When we were there yesterday, the children were tired, anxious and stressed. There weren’t many smiles, with some of them quietly following their parents around, others sitting in the stairwells, and a few young boys running up and down the corridors of what last week was their primary school.
Letters and messages are posted on the walls, some to tell people that the author was safe, others, sadly, asking if people had seen relatives or friends. With our Child Friendly Space established, the first group of children came in to start activities like drawing and colouring with our enthusiastic and committed Japanese staff.
It didn’t take long for the first smiles to break out, smiles that hadn’t been there the day before when we came to assess the situation.
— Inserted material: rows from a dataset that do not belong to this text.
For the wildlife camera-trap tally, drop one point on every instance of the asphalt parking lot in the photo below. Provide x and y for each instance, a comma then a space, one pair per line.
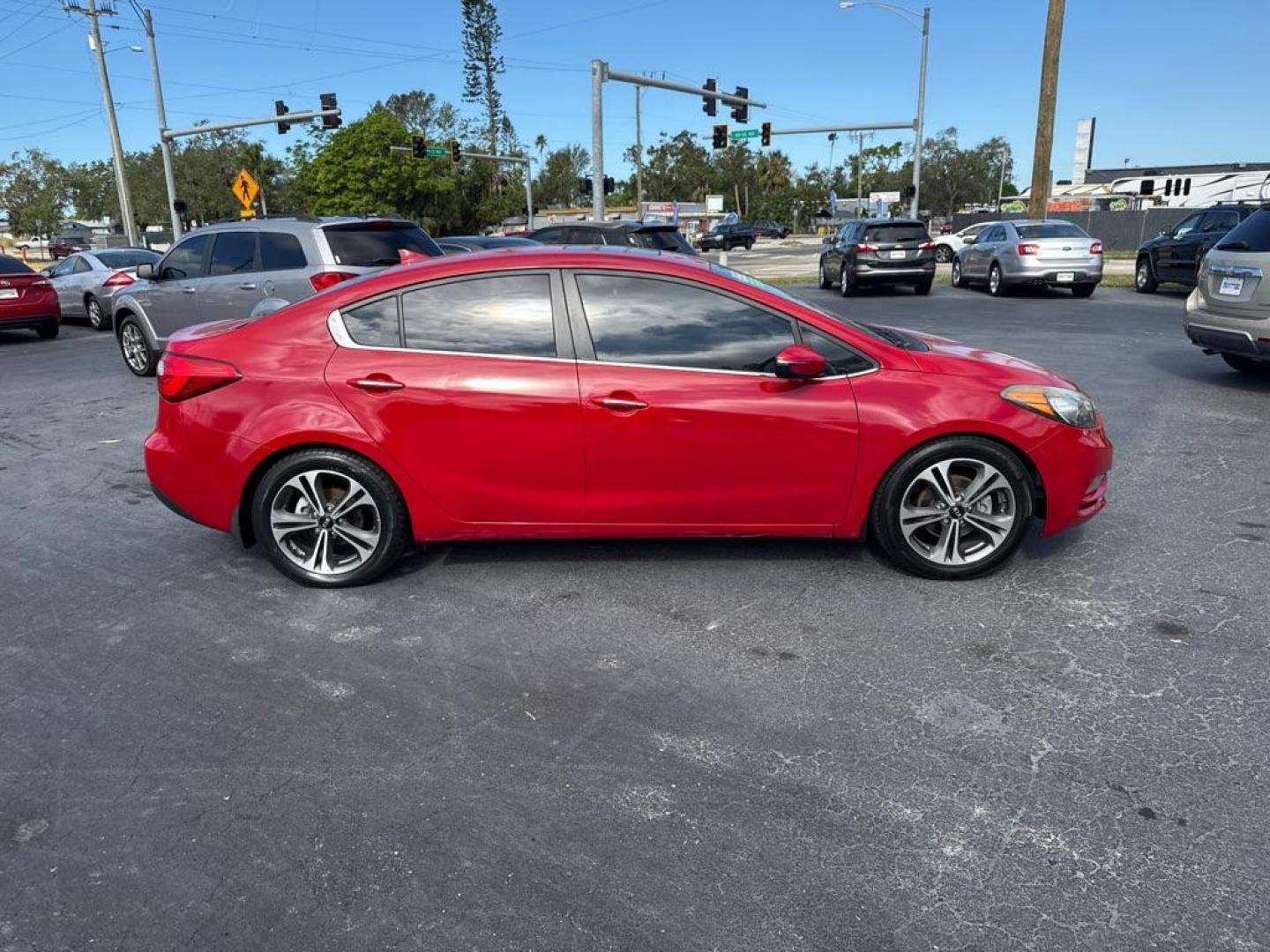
646, 746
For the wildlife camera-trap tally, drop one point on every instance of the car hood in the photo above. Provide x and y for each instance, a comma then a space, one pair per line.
952, 357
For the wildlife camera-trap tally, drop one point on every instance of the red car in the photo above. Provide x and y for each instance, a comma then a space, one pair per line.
26, 300
574, 392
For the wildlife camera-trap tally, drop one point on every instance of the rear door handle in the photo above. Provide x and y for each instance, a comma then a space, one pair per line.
620, 404
376, 383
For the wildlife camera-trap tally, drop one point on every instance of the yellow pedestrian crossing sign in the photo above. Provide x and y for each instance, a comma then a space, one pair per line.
245, 188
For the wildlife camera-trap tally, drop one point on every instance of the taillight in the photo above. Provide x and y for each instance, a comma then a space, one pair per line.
324, 279
183, 377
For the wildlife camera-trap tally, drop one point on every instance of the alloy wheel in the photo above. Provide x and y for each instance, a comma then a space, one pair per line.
958, 512
325, 522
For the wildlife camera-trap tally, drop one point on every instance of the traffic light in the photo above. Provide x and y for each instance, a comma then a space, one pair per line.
709, 104
328, 101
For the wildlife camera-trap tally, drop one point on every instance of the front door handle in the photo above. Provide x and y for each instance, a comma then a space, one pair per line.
620, 403
376, 383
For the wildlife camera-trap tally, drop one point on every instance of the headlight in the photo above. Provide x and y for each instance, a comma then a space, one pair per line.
1071, 406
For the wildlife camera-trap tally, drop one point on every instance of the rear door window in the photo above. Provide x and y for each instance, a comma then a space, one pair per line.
503, 314
376, 244
233, 253
280, 251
At the same time I had sent a team some 40miles north of Sendai to the town of Ishinomaki, where they found a scene of utter devastation. Ian Woolverton, my close colleague and friend who went with the team called me and said, “We’ve got to get up here. The needs of the children are massive.”
I asked him to get as much information as he could, but he went one step further, and got some good intel for me about the possibility of setting up some Child Friendly Spaces. I hope to get up there tomorrow or the next day to get it set up. We face multiple challenges here. We are faced with fuel, food and water shortages. So it is tremendously difficult to establish supply lines, especially since staff are fatigued and stressed.
This emergency is proving much more complex than I thought when I left home, giving my wife and two sleeping children a kiss goodbye, and heading to the airport only six hours after the quake struck. Add to this the anxiety amongst the population and our staff about the Fukushima Nuclear Reactor, and this is proving to be one of the most difficult tasks I’ve ever undertaken.
Despite these frustrations, the long days, and the yearning to be home with my own children there is one thing I can say about today. We put smiles on the faces of 33 children. That’s what I love about this job.